The idea of doing so was suggested to me by Anne Bellegia, an OLLI community relations volunteer.

She called OLLI, “yet another ‘jewel’ in Ashland’s crown.” She wrote, “This 21-year-old organization provides 1,400 residents of the Rogue Valley aged 55-plus with the kind of intellectual stimulation and social connection that is vital to healthy aging. We offer our members, who pay just $125 per year, unlimited selection from among 100 courses each quarter, three quarters per year.”

It started at SOU in 1993 as the Southern Oregon Learning in Retirement program. In 2007, it joined the nationwide OLLI system founded by Bernard Osher, a businessman and philanthropist.

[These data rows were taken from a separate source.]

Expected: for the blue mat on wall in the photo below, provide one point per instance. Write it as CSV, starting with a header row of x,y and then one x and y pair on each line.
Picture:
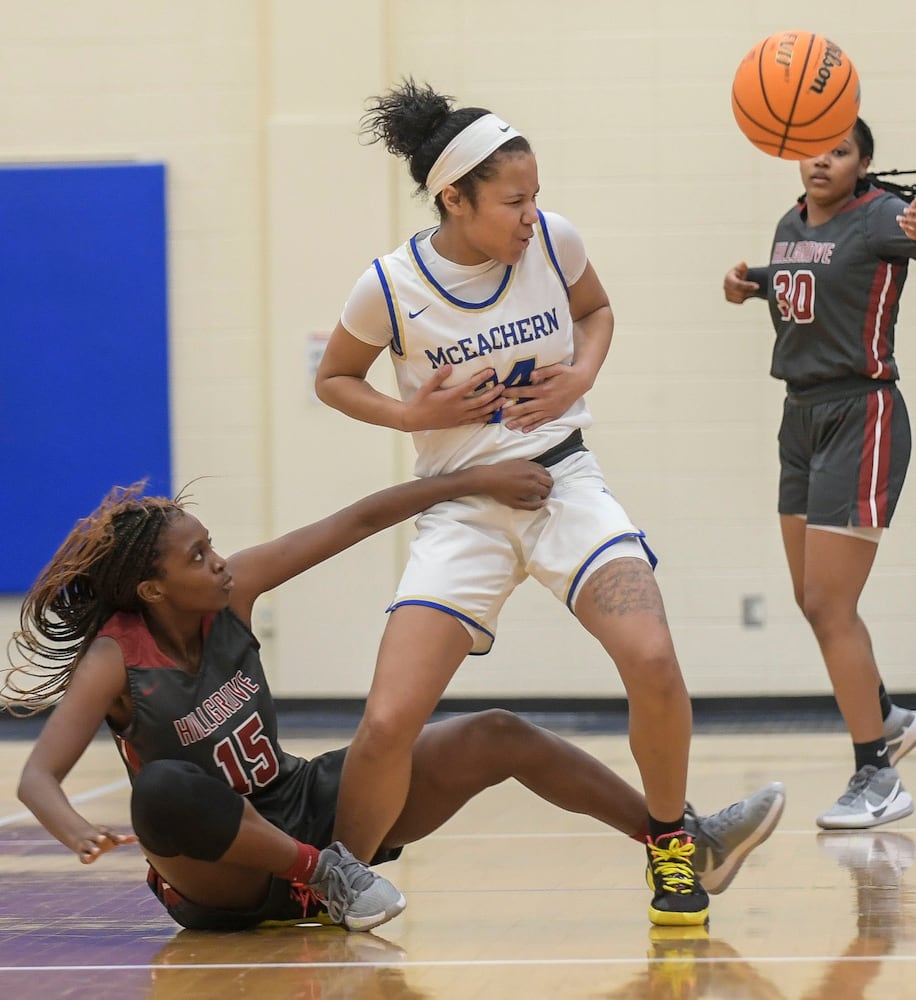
x,y
84,400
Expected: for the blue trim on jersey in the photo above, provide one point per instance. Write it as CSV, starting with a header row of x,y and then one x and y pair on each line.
x,y
551,254
449,611
392,312
641,535
425,271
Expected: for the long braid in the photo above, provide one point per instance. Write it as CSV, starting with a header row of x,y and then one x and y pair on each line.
x,y
905,191
94,573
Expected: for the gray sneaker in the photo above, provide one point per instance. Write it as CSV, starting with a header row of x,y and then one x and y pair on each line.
x,y
355,896
900,732
873,796
724,839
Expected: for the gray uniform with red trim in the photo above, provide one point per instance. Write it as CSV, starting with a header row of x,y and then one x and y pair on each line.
x,y
833,292
223,719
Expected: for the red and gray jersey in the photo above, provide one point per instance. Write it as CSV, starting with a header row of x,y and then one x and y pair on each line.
x,y
221,718
834,291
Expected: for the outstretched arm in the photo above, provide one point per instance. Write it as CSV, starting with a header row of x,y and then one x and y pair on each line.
x,y
98,682
341,383
555,388
518,483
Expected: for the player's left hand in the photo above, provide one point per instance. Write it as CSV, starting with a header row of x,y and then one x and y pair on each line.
x,y
908,220
552,391
100,840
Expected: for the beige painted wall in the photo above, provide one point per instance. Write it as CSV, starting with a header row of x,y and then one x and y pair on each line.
x,y
275,208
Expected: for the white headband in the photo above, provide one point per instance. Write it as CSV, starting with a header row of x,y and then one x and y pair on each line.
x,y
471,146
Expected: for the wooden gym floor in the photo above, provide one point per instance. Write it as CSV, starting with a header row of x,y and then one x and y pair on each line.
x,y
511,899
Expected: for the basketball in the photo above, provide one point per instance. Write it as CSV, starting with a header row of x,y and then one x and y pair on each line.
x,y
795,95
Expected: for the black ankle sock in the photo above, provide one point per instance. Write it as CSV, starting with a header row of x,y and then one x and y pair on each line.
x,y
874,753
886,703
659,829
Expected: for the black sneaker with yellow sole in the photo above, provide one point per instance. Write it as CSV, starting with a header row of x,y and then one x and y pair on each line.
x,y
678,897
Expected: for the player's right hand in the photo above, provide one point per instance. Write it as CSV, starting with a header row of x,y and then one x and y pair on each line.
x,y
435,407
737,287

The first Bernard Osher Foundation grant was made to the University of Southern Maine in 2001. Now, just 14 years later, the foundation “supports 119 lifelong learning programs on university and college campuses across the country, with at least one grantee in each of the 50 states and the District of Columbia,” according to the foundation website.

Besides learning by teaching, another education maxim is learning by doing. So, in the course of figuring out what I’d talk about — and with a nudge from Anne — I arrived at the idea of not just talking about community journalism, but to actually do some.

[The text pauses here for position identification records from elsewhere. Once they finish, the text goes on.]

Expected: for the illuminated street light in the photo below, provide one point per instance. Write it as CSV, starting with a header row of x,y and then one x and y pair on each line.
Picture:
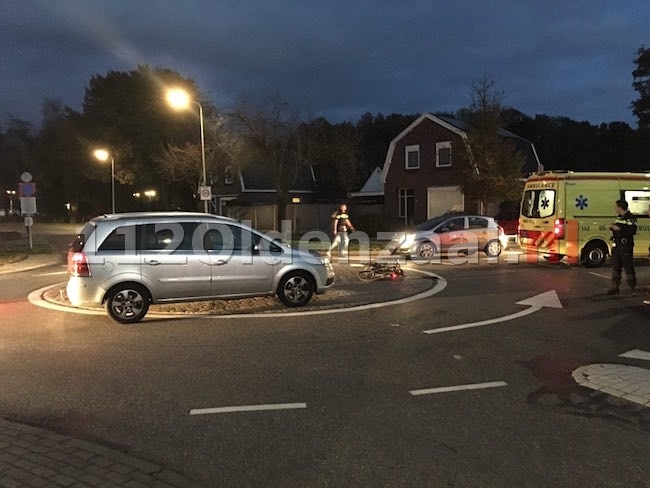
x,y
103,155
11,194
179,99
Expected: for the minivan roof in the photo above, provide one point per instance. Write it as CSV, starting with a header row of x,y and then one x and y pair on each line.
x,y
158,215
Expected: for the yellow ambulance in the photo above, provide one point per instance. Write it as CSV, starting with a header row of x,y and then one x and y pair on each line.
x,y
567,214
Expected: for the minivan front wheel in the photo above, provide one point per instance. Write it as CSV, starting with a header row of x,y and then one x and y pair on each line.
x,y
127,303
493,248
296,289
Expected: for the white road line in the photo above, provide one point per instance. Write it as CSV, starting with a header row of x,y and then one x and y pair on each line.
x,y
536,303
50,274
600,275
446,389
247,408
636,354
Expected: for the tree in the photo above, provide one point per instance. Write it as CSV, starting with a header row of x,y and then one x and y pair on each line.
x,y
64,190
496,165
127,112
270,137
333,151
641,83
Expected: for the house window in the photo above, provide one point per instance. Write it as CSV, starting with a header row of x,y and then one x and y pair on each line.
x,y
406,202
443,154
412,157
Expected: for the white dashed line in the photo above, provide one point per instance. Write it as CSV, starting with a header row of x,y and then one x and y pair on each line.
x,y
447,389
636,354
248,408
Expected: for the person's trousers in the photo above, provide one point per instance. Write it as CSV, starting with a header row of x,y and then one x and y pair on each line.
x,y
341,241
623,261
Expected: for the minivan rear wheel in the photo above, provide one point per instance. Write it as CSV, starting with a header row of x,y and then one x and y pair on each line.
x,y
127,303
426,250
296,289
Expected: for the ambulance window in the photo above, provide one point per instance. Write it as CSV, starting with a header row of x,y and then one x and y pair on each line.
x,y
538,203
638,200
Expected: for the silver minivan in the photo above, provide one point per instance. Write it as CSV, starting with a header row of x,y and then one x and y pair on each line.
x,y
129,261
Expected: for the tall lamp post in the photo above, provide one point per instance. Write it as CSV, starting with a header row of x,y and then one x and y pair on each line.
x,y
179,99
11,194
103,155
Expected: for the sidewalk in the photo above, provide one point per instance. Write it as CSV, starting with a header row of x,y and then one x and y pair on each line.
x,y
33,457
630,383
32,261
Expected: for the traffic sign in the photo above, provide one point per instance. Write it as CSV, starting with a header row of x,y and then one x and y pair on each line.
x,y
27,189
28,205
205,192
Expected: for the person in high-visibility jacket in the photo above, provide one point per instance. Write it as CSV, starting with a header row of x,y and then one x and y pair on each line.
x,y
341,228
623,230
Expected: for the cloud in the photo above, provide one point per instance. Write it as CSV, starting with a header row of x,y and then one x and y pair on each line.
x,y
336,59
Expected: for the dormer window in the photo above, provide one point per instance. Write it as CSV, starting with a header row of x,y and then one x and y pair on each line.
x,y
443,154
412,157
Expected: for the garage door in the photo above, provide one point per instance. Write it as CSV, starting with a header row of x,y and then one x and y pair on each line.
x,y
441,199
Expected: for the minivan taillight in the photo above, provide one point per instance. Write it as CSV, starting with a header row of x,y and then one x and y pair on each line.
x,y
558,228
79,266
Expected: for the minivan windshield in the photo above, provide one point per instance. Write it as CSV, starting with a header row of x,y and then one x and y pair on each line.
x,y
431,223
538,203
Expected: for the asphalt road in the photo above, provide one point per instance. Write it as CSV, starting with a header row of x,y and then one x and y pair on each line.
x,y
350,399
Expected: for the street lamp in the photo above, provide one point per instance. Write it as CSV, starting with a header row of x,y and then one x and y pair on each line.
x,y
11,194
179,99
103,155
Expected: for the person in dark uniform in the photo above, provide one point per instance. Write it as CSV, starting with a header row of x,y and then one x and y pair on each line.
x,y
623,230
341,228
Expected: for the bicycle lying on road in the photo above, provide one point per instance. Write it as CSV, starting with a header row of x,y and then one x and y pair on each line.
x,y
381,271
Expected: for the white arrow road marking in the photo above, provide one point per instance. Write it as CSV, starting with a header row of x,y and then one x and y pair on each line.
x,y
636,354
536,303
446,389
247,408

Here’s an excerpt from the course catalog, due for release online (at on March 2:

“LANG141 — Community Journalism in Practice: A Day in the Life of Ashland.

“Community journalism — the gathering, editing and publishing of information about politics, events, economics and culture of a localized area — has a long history of enhancing community quality of life. ...

“This class will review the practice of community journalism; how it helps provide the oxygen to facilitate democratic, economic and social vibrancy in a community; and how stories are chosen, reported and prepared for publication. ... (T)he class will also formulate specifics of a project to produce an edition of the Ashland Daily Tidings newspaper featuring stories about ‘A Day in the Life of Ashland.’

“Depending on the background and interests of those enrolled, a story list will be chosen and assignments made for stories and photos. Possibilities include spending time with police on patrol, the fire and rescue department, parks and recreation, on the Plaza, at the homeless resource center, hospital, a grocery store or growers market, schools, ScienceWorks or SOU.

“The class will not meet the third week (May 6) as students spend their time in the field, reporting (or photographing, depending on skills and interests) .... The edition will be published between the fourth and fifth weeks of the class. The fifth week will be a review of how the project went and summary of lessons learned.”

The class size is limited to 18 enrollees. It will meet from 11 a.m. to 12:30 p.m. Wednesdays April 22 through May 27.

It should be an interesting project. I hope to see some of you there. You can, after March 2, check the OLLI website’s catalog page for up-to-date information about class dates, time and locations.